Foretaste of the Sermon to Come
A little nibble of this Sunday’s lectionary readings
Sunday’s readings are Genesis 2:18-24, Hebrews 1:1-4, 2:5-12, and Mark 10:2-16
Our readings this week start and end with creation. In Genesis, we hear that God created Eve and the institution of marriage at the same time. Adam and Eve, made in God’s image, were made one flesh in marriage. The writer of Hebrews confirms that it was through Jesus, God’s spoken and creative Word, that all things were made.
Early on, these people who were made in God’s image fell into sinfulness. All human attributes that are not Godly can thereafter be found in this category of sinfulness. It became our new nature. We confess our nature each week, and individual sins if we can name them. But it’s our sinful nature, not even just individual sins or acts, that moved humanity away from bearing God’s holy image.

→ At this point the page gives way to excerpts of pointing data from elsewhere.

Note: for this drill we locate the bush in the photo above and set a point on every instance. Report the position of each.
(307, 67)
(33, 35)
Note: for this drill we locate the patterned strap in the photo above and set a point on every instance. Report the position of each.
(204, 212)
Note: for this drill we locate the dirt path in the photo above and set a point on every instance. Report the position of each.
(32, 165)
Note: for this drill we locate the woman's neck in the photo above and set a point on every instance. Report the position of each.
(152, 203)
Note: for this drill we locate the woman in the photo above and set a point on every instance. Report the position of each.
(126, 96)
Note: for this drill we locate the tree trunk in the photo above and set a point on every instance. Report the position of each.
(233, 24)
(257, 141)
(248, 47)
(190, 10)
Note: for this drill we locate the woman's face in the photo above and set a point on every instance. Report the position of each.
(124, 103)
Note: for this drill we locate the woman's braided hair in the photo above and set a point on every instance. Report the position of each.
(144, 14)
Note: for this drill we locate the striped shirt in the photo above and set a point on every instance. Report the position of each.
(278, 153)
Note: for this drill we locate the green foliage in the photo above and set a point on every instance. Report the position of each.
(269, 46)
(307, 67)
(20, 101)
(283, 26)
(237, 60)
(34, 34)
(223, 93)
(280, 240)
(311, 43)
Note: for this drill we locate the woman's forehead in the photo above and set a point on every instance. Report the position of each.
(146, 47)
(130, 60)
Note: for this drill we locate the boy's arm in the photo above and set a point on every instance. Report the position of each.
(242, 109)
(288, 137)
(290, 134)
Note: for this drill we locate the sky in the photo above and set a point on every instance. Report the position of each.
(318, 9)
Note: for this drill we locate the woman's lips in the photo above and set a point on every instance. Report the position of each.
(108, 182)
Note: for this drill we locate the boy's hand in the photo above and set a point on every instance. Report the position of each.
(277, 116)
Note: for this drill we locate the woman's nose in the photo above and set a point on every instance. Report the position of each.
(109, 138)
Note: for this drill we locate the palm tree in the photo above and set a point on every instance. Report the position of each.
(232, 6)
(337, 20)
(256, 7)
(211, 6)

Our Gospel reading names 2 sins, divorce and hindering a child from coming to Jesus. It’s not hard at all to see that keeping a child from Jesus can be classified as a sin, but in our 21st century institutions of marriage and divorce, these can be tough verses to swallow. We will hear more on Sunday about 1st century marriage and divorce and how Jesus in typical fashion was watching out for the one who always got the short end of the stick. We heard last week that metaphorically amputating an offending body part, while not good, can be healthy. In the same way, it’s hard to call the division of the one flesh of marriage good, but sometimes it’s the only way to be healthy, the only way to “love our neighbor as ourselves” and return to shalom. Divorce breaks what was whole, but over time the break can heal.
Fortunately, we are created anew in our baptism, and we return to that baptismal renewal with each confession, each repentance, each trip to the altar for Holy Communion. In his Small Catechism, Luther said that baptism “signifies that the old creature in us is to be drowned and die through daily sorrow for sin and repentance, and…that daily a new person is to come forth and arise up to live before God in righteousness and purity forever.”
He is recalling Romans 6:4, “We were therefore buried with him through baptism into death in order that, just as Christ was raised from the dead through the glory of the Father, we too may live a new life.” Divorced? Remarried? In the words of Elsa from the Disney film Frozen, “LET IT GO”! Jesus certainly let it go for us on the cross.
Hebrews 2:11 — “And this One who makes people holy and these now holy people are of the same family.” No matter our past circumstances, Jesus took and continues to take away our sin and we rise up out of the waters of baptism and repentance a new creation, God’s precious New Adam and New Eve, bearing His image once again and once and for all without stigma or shame. Thanks be to God.